La digue idéologique semble sur le point de céder. Ce qui n’était qu’un tabou devient, sondage après sondage, un désir majoritaire dans le pays : l’union des droites.
Une France fatiguée du macronisme, exaspérée par la gauche radicale et inquiète du déclin, pousse désormais ses leaders à faire cause commune.
La base militante réclame l’union, les états-majors traînent les pieds
Le constat est sans appel.

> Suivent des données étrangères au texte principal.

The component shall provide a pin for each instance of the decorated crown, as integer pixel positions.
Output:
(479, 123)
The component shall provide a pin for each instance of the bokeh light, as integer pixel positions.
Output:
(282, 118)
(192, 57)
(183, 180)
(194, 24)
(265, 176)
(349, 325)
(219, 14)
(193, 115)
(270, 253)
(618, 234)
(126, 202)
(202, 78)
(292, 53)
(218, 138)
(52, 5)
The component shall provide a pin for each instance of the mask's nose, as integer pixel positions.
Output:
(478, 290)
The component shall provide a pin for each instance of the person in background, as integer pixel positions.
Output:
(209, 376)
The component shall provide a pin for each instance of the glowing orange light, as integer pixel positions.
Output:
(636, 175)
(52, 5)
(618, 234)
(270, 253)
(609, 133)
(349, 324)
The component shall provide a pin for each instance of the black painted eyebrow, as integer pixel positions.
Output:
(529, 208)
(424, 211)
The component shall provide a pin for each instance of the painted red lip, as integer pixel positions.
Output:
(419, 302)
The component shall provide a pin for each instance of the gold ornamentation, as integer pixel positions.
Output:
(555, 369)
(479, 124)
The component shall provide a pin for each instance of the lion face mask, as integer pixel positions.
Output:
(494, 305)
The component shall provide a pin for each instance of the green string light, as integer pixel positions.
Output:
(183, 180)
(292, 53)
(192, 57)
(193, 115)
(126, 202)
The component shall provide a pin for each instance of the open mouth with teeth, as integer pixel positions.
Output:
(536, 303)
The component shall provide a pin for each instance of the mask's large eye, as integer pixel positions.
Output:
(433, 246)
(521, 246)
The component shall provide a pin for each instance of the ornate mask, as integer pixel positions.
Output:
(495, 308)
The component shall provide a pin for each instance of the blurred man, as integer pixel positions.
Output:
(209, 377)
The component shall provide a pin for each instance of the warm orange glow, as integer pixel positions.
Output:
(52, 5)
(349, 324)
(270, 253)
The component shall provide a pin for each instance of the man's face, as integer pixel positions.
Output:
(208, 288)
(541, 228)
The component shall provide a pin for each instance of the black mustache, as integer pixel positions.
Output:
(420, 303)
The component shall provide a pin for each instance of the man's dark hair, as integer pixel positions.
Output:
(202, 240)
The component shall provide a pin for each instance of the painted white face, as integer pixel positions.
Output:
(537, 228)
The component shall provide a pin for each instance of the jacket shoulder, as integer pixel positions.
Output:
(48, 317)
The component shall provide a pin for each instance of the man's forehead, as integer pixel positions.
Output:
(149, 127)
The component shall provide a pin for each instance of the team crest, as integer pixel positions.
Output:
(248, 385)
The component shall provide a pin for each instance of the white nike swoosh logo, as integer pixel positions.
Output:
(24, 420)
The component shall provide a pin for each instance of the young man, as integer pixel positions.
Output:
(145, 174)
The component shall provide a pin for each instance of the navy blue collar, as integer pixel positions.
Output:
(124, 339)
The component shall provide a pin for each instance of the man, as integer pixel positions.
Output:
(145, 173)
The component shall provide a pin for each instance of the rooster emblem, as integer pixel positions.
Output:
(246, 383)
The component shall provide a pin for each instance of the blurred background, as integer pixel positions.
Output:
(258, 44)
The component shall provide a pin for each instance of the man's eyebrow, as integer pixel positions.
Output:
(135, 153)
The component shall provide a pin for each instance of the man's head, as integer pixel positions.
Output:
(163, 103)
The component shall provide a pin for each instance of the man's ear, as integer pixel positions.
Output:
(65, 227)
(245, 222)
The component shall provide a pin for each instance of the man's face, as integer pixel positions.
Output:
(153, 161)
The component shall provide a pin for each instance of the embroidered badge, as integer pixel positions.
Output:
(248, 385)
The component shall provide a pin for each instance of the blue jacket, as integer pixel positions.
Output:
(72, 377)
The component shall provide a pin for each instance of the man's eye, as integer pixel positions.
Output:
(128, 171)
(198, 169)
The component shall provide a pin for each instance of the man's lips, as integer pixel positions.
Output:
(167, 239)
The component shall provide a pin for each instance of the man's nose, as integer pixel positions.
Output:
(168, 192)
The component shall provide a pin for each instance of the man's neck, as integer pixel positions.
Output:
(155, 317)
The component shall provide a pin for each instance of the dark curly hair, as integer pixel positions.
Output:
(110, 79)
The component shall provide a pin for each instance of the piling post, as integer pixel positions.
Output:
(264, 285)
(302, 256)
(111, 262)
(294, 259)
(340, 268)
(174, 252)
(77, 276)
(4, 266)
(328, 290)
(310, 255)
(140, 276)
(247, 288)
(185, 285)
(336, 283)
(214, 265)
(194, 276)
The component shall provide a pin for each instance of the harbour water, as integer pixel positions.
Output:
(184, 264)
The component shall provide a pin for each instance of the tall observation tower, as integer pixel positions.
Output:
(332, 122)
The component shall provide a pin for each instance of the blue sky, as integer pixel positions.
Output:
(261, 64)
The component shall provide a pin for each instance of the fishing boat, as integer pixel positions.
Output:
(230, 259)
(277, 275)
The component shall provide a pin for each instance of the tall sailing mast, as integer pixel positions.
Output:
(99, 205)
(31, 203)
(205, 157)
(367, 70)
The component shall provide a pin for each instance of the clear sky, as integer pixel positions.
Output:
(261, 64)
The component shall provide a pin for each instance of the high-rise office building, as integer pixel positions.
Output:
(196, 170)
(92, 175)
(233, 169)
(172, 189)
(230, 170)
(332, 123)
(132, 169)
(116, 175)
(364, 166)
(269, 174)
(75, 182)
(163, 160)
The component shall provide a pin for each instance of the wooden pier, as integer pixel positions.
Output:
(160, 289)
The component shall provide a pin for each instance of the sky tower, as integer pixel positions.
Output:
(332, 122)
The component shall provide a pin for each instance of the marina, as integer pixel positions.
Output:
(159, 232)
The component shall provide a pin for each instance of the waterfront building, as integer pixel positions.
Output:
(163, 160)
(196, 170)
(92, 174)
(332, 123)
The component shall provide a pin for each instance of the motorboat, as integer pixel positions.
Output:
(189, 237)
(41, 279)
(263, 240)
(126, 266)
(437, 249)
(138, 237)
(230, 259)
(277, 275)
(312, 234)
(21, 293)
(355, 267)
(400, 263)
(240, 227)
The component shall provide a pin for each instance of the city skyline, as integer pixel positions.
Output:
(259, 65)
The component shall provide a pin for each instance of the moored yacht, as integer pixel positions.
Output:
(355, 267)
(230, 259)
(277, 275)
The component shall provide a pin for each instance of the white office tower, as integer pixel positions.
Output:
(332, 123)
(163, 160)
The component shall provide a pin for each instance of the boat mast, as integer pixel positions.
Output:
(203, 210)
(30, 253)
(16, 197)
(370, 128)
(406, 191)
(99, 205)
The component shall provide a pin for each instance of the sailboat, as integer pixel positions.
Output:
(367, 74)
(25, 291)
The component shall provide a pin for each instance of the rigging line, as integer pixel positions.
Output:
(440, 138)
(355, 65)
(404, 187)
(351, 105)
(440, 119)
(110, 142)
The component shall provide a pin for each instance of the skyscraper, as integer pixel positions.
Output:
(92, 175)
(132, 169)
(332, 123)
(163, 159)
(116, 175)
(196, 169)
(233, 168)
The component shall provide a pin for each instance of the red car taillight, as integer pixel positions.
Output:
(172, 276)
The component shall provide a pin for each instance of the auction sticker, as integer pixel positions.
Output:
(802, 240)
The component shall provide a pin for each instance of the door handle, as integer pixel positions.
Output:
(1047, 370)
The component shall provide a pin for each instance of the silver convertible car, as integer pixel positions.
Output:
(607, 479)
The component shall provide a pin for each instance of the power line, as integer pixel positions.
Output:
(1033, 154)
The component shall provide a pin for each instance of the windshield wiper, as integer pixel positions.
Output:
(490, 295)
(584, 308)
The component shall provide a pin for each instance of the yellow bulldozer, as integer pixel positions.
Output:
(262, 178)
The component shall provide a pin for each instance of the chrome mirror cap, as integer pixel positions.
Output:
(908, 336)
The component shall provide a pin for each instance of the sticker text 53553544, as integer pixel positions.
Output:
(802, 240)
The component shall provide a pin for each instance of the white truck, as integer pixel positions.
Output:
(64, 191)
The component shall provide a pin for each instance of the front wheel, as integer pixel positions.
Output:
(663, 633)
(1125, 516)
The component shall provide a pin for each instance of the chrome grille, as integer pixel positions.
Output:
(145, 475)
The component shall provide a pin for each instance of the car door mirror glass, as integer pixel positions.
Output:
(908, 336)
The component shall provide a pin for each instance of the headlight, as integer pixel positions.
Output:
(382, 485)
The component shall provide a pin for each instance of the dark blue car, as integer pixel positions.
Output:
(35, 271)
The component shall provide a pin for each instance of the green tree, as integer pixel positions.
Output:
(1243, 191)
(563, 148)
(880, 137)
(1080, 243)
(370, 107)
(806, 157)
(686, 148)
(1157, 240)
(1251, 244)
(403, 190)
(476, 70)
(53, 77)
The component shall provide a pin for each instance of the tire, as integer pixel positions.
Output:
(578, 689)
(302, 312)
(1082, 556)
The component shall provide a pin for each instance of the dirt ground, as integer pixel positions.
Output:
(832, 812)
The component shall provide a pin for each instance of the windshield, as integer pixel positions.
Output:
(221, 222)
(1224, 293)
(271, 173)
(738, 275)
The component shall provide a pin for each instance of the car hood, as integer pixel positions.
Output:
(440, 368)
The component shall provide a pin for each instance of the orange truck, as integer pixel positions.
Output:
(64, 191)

Selon un sondage Ifop pour Valeurs actuelles, 52 % des Français approuvent l’idée d’un gouvernement de coalition des droites, réunissant Les Républicains, le Rassemblement national et Reconquête.
Une révolution politique dans un pays encore marqué par des décennies de « front républicain ».
Chez les sympathisants, c’est un raz-de-marée : 82 % des électeurs LR et 88 % de ceux du RN soutiennent cette idée. Même 41 % des électeurs Renaissance s’y disent favorables — un chiffre impensable il y a encore deux ans. Le front anti-RN se fissure, les digues morales se lézardent.
Les électeurs de droite n’ont plus aucun complexe à envisager une alliance avec le RN, observe Frédéric Dabi, directeur général de l’Ifop.
Et de conclure : « C’est un alignement des planètes. »
Les cadres LR, eux, restent prudents. Bruno Retailleau se montre réservé, quand d’autres, comme Sophie Primas, appellent à « travailler ensemble si les idées convergent ». Même Julien Aubert a franchi le Rubicon en soutenant un candidat allié au RN dans une partielle.
Une fracture est née : la base réclame l’union, les élus temporisent.
Marine tend la main, Bardella avance ses pions
Côté Rassemblement national, la mutation est déjà en marche. Fini le discours de la majorité absolue, place au pragmatisme politique.
S’il nous manque trente députés, on ira voir Les Républicains, souffle un proche de Marine Le Pen.
La main tendue à Éric Ciotti en 2024, moquée par la gauche, a pourtant marqué un tournant historique : la fin de l’isolement.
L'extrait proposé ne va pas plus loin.